The Center for Disease Control has estimated one in three people vaccinated would develop a fever severe enough to make them miss work, said LeMonds, who has heard estimates that people taking the vaccination have less than a one-in-a-million chance of dying from it.

LeMonds said many of the would-be volunteers were vaccinated against smallpox in childhood and that these people have even less of a risk of developing adverse reactions.

“We’re seeing a group of volunteers around the age of 32 to 35 who had the vaccination as children before smallpox was supposedly eradicated and they stopped vaccinating for it. If they didn’t have a reaction the first time, they probably won’t the second time,” said LeMonds, who also said he had known people who voluntarily received the vaccine while undergoing medical training in the military.

If the plan were to go forward, Le Monds said UW Hospital would need about 80 volunteers from all levels of staffing. Already 30 to 40 members of his staff have expressed interest in joining the response team even though the hospital has not started to actively recruit for it.

“Of course, there’s a risk to the health-care provider, but I think volunteers will step forward despite the adverse reactions,” said Lindsay, who shrugs off the possibility that working around vaccines could prove detrimental to his own health.

“Working in emergency medicine, I regularly deal with patients who have infectious diseases. Right now I have a patient who has a drug-resistant form of tuberculosis,” Lindsay said.

Despite thorough preparation on the part of UW hospital, Lindsay reiterated the threat of a bio-terror attack remains low, since the only known strains of smallpox in the world exist in governmental laboratories in Atlanta and Moscow.

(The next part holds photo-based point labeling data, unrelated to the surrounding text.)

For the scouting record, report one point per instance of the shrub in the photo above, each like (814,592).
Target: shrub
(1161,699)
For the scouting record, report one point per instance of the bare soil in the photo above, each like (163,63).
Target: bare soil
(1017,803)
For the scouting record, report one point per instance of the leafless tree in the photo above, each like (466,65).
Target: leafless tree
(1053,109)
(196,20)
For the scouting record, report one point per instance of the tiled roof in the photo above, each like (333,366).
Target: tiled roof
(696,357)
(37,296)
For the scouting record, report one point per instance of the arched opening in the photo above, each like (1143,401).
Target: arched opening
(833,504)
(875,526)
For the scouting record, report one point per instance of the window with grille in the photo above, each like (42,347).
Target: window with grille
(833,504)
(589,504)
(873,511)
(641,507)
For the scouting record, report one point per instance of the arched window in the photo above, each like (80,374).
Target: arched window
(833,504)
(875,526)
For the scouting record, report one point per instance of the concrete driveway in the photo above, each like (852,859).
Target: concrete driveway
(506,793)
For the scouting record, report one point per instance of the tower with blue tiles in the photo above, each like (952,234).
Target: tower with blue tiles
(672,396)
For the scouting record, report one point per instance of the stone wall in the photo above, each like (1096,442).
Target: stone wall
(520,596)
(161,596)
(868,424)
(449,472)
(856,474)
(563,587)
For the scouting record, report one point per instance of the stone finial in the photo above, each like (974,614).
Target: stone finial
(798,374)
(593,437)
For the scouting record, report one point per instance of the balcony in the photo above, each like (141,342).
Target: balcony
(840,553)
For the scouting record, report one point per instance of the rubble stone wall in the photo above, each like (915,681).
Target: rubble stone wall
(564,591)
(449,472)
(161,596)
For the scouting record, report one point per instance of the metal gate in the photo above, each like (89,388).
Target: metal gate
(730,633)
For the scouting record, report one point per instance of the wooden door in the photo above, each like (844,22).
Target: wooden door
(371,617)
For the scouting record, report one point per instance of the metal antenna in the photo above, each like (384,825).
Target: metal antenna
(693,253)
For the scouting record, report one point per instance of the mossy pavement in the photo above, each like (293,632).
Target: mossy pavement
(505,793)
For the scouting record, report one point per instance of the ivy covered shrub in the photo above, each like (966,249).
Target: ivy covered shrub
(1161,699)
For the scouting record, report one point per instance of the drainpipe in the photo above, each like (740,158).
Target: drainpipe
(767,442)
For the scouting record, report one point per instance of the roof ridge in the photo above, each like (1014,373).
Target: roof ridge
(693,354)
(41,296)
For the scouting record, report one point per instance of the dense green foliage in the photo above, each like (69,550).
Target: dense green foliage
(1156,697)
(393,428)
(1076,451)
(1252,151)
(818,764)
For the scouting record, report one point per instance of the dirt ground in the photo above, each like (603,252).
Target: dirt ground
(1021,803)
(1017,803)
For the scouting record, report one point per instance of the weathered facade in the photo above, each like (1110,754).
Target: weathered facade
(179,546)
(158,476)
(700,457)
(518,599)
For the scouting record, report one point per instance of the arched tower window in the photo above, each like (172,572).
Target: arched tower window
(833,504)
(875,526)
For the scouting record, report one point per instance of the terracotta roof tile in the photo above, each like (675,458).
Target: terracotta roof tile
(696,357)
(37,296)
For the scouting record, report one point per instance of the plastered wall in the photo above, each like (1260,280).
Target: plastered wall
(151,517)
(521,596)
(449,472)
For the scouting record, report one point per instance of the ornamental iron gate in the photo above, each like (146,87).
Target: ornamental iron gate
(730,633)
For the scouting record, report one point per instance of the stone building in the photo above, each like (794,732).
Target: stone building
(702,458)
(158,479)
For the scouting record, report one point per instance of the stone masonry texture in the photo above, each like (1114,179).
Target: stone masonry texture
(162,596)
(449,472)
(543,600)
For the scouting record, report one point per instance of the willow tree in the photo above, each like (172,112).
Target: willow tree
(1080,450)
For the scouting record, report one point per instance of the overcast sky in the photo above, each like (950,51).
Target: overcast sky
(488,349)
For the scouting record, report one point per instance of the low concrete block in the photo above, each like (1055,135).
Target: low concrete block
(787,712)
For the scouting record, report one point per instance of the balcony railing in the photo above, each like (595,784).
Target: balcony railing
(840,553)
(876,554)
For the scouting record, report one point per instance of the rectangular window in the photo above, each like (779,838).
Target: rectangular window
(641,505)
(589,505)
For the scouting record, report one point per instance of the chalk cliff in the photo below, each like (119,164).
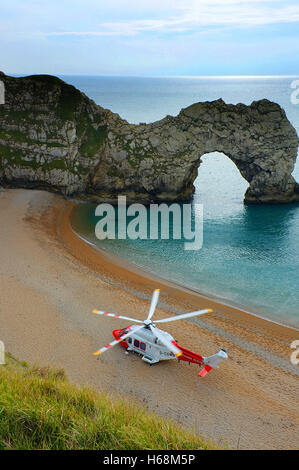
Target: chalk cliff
(53,136)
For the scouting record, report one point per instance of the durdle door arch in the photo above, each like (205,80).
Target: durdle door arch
(163,158)
(54,136)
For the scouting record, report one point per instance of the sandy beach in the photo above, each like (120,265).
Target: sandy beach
(51,280)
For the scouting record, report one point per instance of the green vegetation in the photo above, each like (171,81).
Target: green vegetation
(40,409)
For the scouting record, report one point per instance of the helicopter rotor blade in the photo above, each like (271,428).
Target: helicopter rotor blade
(99,312)
(185,315)
(176,351)
(116,341)
(154,302)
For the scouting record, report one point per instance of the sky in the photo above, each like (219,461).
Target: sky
(150,37)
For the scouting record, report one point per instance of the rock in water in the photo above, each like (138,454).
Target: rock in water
(53,136)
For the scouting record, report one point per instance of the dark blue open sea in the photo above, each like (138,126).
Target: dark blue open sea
(250,255)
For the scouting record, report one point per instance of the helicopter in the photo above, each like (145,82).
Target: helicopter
(154,345)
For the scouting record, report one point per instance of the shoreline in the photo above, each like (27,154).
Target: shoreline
(139,280)
(50,281)
(131,267)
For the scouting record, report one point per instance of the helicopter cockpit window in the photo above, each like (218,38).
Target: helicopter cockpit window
(123,332)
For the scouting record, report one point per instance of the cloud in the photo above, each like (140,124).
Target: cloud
(193,15)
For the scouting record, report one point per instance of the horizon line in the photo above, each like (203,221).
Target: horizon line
(155,76)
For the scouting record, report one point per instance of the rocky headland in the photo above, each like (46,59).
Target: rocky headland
(53,136)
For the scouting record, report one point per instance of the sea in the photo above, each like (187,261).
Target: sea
(250,254)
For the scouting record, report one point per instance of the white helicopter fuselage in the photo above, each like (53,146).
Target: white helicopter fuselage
(147,345)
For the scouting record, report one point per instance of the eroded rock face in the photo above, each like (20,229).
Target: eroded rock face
(52,135)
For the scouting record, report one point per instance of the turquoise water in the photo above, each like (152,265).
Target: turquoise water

However, the Sept. 11, 2001, attacks raised concern among the Federal Bureau of Investigation that terrorist cells might focus their efforts on obtaining smallpox or other biological weapons on the black market to use the highly contagious virus on United States civilians or military troops.

One of the instances uncovered by the F.B.I. sparking concern is movement of a Russian infectious disease expert shortly after smallpox was irradiated in 1972, at the height of the Cold War. The scientist reportedly had access to smallpox on several occasions and then immediately traveled to Iraq, a country suspected to have a terrorist agenda against the United States.

“Once you’ve been exposed to smallpox, if you receive the vaccine in the first three to four days, it dramatically decreases your chances of coming down with smallpox or getting a serious case,” Lindsay said.

Lindsay said in the extremely unlikely event of a confirmed case of smallpox appearing, everyone who has come in contact with the infected person should be vaccinated within four days, which necessitates response teams.